Pertama kalinya di Aceh, drone, pesawat kecil tanpa awak yang dikendalikan oleh remote kontrol, mulai dipakai untuk membantu mitigasi konflik gajah dan manusia. Drone ini digunakan saat warga Karang Ampar dan Bergang dibantu tim conservation respons unit, Pemerintah Aceh Tengah dan WWF Indonesia selama lima hari, di akhir Oktober lalu, melakukan penggiringan beberapa ekor gajah liar keluar kawasan budidaya masyarakat. Tujuannya, kembali ke koridornya di lembah sungai Peusangan, Aceh Tengah.
Di Karang Ampar dan Bergang, kelompok gajah yang berjumlah 5 – 10 individu itu, sudah tiga bulan berada di sana. Siang hari, mereka bersembunyi di bawah rimbunan pohon dan alur-alur sungai yang tertutup semak. Menjelang petang hingga fajar menyingsing, mereka berpencari mencari makan ke kebun-kebun warga.
Konflik gajah dan manusia terjadi setiap tahun sejak 2013, ketika jalur jelajah gajah di Peusangan menyempit akibat pembukaan areal budidaya.

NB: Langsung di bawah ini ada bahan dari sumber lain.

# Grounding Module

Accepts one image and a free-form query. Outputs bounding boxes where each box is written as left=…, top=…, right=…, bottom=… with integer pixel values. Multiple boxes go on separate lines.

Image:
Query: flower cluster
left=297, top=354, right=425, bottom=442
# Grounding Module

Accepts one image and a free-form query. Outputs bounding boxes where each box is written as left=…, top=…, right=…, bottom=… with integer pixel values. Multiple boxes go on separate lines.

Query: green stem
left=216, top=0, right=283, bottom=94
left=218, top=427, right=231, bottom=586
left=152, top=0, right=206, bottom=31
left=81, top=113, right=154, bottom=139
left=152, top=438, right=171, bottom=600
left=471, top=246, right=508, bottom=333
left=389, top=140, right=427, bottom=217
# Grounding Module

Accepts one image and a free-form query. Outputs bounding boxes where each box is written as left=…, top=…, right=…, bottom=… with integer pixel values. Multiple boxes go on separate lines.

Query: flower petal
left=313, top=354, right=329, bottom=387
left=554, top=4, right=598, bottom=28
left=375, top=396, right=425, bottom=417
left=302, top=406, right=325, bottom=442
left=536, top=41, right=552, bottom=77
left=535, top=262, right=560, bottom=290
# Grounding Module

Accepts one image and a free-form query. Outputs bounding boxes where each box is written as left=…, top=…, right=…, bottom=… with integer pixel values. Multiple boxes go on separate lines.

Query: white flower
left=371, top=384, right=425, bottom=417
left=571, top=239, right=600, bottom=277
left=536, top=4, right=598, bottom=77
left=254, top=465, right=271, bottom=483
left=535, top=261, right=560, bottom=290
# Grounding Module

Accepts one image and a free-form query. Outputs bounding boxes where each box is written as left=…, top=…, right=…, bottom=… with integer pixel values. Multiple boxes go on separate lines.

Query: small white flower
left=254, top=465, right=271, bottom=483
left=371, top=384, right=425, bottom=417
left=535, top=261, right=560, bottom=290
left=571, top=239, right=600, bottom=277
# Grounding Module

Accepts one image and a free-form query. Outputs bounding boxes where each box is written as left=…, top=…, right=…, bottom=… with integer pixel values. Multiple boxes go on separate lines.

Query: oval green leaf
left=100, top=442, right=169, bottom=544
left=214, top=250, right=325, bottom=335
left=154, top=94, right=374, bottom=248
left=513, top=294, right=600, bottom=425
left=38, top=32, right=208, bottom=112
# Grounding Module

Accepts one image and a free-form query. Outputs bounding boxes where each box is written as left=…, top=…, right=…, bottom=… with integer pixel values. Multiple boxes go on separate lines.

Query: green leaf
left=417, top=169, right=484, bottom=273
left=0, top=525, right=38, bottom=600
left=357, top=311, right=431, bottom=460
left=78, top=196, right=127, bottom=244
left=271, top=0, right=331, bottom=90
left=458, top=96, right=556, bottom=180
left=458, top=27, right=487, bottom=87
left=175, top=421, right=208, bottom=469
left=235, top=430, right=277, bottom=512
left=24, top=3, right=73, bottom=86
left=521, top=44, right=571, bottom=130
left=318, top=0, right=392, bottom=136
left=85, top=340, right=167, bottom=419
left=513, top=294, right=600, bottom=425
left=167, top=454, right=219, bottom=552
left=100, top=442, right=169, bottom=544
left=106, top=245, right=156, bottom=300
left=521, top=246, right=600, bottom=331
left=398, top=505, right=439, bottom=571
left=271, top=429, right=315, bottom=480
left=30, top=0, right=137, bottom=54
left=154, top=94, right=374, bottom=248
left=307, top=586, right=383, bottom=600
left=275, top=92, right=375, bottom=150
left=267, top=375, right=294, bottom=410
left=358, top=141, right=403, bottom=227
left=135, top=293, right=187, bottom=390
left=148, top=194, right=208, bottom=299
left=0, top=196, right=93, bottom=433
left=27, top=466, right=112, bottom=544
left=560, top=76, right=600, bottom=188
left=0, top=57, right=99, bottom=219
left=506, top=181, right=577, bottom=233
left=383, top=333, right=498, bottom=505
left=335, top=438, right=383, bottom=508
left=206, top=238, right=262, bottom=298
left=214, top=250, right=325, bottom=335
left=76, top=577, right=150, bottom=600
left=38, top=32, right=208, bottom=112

Di sini 40 ekor gajah hidup berpencar di sepanjang koridor sempit sungai Peusangan yang panjangnya hanya 15 kilometer.
Zulfikar Ahmad dari Dinas Perkebunan dan Kehutana Aceh Tengah, dalam proses penggiringan gajah tersebut memboyong 3 staf dan 2 unit drone. Ini sekaligus pengalaman pertama mereka mencari gajah dengan drone, yang bersembunyi di hutan kecil di sepanjang bukit.
Komunikasi antara yang mengontrol pergerakan drone dengan kelompok penggiring gajah menggunakan handy talky. Setiap kali kelompok penggiring kehilangan jejak, mereka akan meminta bantuan drone untuk mencarinya. Apalagi jika gajah masuk ke wilayah yang sulit di jangkau seperti atas bukit yang curam atau di hutan yang rimbun.
Karang Ampar dan Bergang berada di antara bukit-bukit dengan pepohonan lebat kanopinya. Gajah kerap bersembunyi, sehingga menyulitkan drone mencari sosok gajah.
Nurdin Syah, operator drone harus jeli melihat pergerakan daun-daun dan batang-batang pohon melalui layar tablet yang dipegangnya. “Tidak gampang mencari gajah karena banyak pohon,” katanya.
Pada hari kedua penggiringan gajah, drone berhasil merekam pergerakan tiga individu gajah dari ketinggian 73 meter. Seekor gajah remaja, seekor jantan dan seekor betina dewasa berjalan beriringan di kebun yang terbuka. Suara drone yang seperti suara lebah berdengung itu sepertinya membuat gajah remaja panik dan coba berlari melewati gajah dewasa yang mengawalnya. Gajah memang tidak suka suara lebah.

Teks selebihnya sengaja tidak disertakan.